I think the butcher muttered something about it being okay for her to eat then.

It all ultimately changed, of course.

I remember my mother getting wildly excited about the first supermarket in the neighbourhood.

But the purse remained, long after I had loosened myself from grandma’s apron strings.

It was still there in a kitchen drawer under the tea towels, even when the old dear shifted house.

I didn’t have a household purse, but I did continue to budget as best I could in the thrifty ways I had learnt at my elders’ knees.

I have not been as good at it, although my daughters titter and snigger at my Scrooge-like ways to keep poverty at bay.

I’ve improved — I no longer take home the little packets of sugar supplied with the coffee.

My mother always kept a jar full of such little packs that she would pick them up in cafes and such places, so we never ran out of sugar (mainly because none of us actually took sugar in our tea — doctor’s orders — so the jar was always VERY full.

Grandma was 93, widowed since her early ’60s when her heart let her down and she passed away; my old mother the dreaded Violet, widowed in the 1940s, was 97 when she went.

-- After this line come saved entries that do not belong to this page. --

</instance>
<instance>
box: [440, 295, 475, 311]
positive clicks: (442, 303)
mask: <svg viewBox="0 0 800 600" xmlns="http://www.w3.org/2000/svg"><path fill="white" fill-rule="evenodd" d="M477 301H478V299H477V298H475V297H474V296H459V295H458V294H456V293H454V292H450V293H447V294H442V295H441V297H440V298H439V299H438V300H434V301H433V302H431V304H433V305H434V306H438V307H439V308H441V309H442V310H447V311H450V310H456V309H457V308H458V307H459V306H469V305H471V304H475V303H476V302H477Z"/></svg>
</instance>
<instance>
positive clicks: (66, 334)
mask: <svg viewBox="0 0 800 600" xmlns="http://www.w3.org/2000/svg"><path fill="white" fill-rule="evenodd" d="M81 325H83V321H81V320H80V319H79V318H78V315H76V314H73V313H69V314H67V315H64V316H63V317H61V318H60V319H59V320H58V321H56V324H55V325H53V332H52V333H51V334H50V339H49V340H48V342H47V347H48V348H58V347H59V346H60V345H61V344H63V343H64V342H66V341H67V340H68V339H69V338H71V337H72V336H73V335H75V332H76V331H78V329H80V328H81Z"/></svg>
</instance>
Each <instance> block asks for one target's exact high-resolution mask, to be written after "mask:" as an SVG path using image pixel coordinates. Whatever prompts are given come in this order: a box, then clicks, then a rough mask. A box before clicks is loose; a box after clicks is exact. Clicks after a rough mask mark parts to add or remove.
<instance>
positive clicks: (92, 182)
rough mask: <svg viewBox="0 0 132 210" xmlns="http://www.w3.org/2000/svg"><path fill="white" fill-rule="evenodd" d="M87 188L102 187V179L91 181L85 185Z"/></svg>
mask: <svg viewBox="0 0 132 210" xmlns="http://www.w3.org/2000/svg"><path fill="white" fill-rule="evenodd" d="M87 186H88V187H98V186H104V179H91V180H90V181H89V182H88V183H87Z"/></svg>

Our long-widowed Aaji was well into her 80s when she left us.

The point is that they had all been through tough times and had to depend on their own skills to survive impending poverty.

They certainly knew a lot about making the money last and not getting into debt.

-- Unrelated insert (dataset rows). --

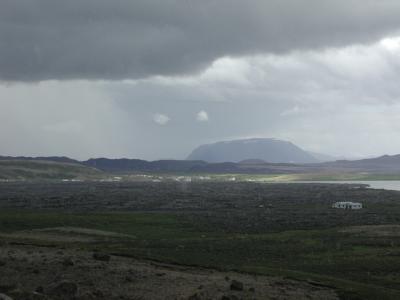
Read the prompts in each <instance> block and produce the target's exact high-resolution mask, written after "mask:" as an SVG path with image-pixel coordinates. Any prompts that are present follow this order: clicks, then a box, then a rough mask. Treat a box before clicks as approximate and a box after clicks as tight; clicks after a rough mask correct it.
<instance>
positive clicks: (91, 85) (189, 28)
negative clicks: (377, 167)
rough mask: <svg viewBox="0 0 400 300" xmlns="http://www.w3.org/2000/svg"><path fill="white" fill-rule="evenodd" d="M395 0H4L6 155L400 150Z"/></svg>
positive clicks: (351, 156)
mask: <svg viewBox="0 0 400 300" xmlns="http://www.w3.org/2000/svg"><path fill="white" fill-rule="evenodd" d="M399 15H400V2H398V1H394V0H380V1H378V0H347V1H345V0H335V1H333V0H327V1H317V0H297V1H293V0H270V1H262V0H250V1H246V2H244V1H236V0H219V1H217V0H204V1H194V0H163V1H161V0H159V1H157V0H142V1H128V0H114V1H106V0H70V1H54V0H20V1H15V0H3V1H2V2H1V4H0V120H1V121H0V141H1V143H0V155H11V156H19V155H23V156H68V157H71V158H75V159H79V160H85V159H88V158H93V157H110V158H118V157H126V158H139V159H146V160H156V159H163V158H170V159H185V158H186V157H187V155H188V154H189V153H190V152H191V151H192V150H193V149H194V148H195V147H197V146H199V145H201V144H207V143H212V142H216V141H223V140H233V139H241V138H252V137H260V138H277V139H282V140H287V141H290V142H292V143H294V144H296V145H297V146H299V147H301V148H302V149H305V150H307V151H313V152H318V153H322V154H327V155H332V156H336V157H346V158H362V157H373V156H381V155H384V154H390V155H393V154H400V139H399V138H398V136H399V132H400V84H399V78H400V18H399Z"/></svg>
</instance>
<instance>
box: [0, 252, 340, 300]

“We’ll have to check the purse,” was a euphemism for ‘not today, baby’ if we were wanting ice cream, or I was desperate for new bathers.

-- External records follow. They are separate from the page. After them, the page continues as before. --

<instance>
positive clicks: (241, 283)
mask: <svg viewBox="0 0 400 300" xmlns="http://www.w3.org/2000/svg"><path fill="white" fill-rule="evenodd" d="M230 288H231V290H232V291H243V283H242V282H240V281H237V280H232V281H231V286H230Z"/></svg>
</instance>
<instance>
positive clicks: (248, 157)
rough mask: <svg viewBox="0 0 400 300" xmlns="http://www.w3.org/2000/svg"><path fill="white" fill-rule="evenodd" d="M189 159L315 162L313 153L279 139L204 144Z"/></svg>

These women, as many still today, lived through economic depression, a couple of world wars and even a pandemic.

There was indeed a bubonic plague pandemic that began in China in 1855 and was carried to many other areas, including Oceania over the following decades.

Grandma recalls being extremely angry with her sister Ettie because she was always considered the delicate one.

After they got their vaccination shots, Ettie was swinging her arm over her head without a twinge while poor grandma was as sick as a cat.

Then there was the Spanish flu of 1918 that infected 500 million people over a couple of years.

I don’t know whether vaccinations then were compulsory or just sensible.

Whatever, these tough babes, many widowed in various conflicts, learnt how to budget to keep their
families not only alive but able to afford little comfort and, most importantly, not get into debt that could
cripple them.

The dreaded Violet was amongst those who became members of the Australian War Widows organisation, that saw their role to help one another and serve the common good.

One of the things they were very good at was raising and saving money.

I was visiting my mother once when she had to go with a couple of the War Widows representatives to a meeting with the men’s returned and services league, the RSL, to discuss planning future activities and budgets.

When asked how much they wanted to apply for as a government grant, the war widows explained that they did not want anything.

“Hang on, aren’t you people planning to build a retirement village for elderly members?” an RSL representative
asked.

The widows explained that yes, they would begin building soon because they had already raised the money themselves.

This caused consternation.

“Surely you want something, a bus perhaps to drive you to the shops. If you don’t ask for anything you will
make our organisation look bad,” the chaps complained.

The Dreaded Violet and her colleagues didn’t fall about laughing until they got back to their own paid-for headquarters.

The thing is that these elderly women went through the sort of difficulties and ‘downturns’, bringing up children on their own in reduced financial circumstances, that made them into cunning practical economists.

Perhaps what we should have is a specialist cadre of canny elderly women, a team of experiential budget experts, deployed as needed, to help find ways to stick to a budget and prevent crippling debt, even in today’s extraordinary circumstances.

Or at least have more women actively engaged in national budget planning.

Goodness knows there are enough bright women in rising careers in finance. No, you can’t call on me for this
budget dream team. I’m afraid, I don’t quite live up to those exacting grandma fiscal standards. In fact, I’m
just heading off for a spot of frivolous ice cream… now has anyone seen the purse?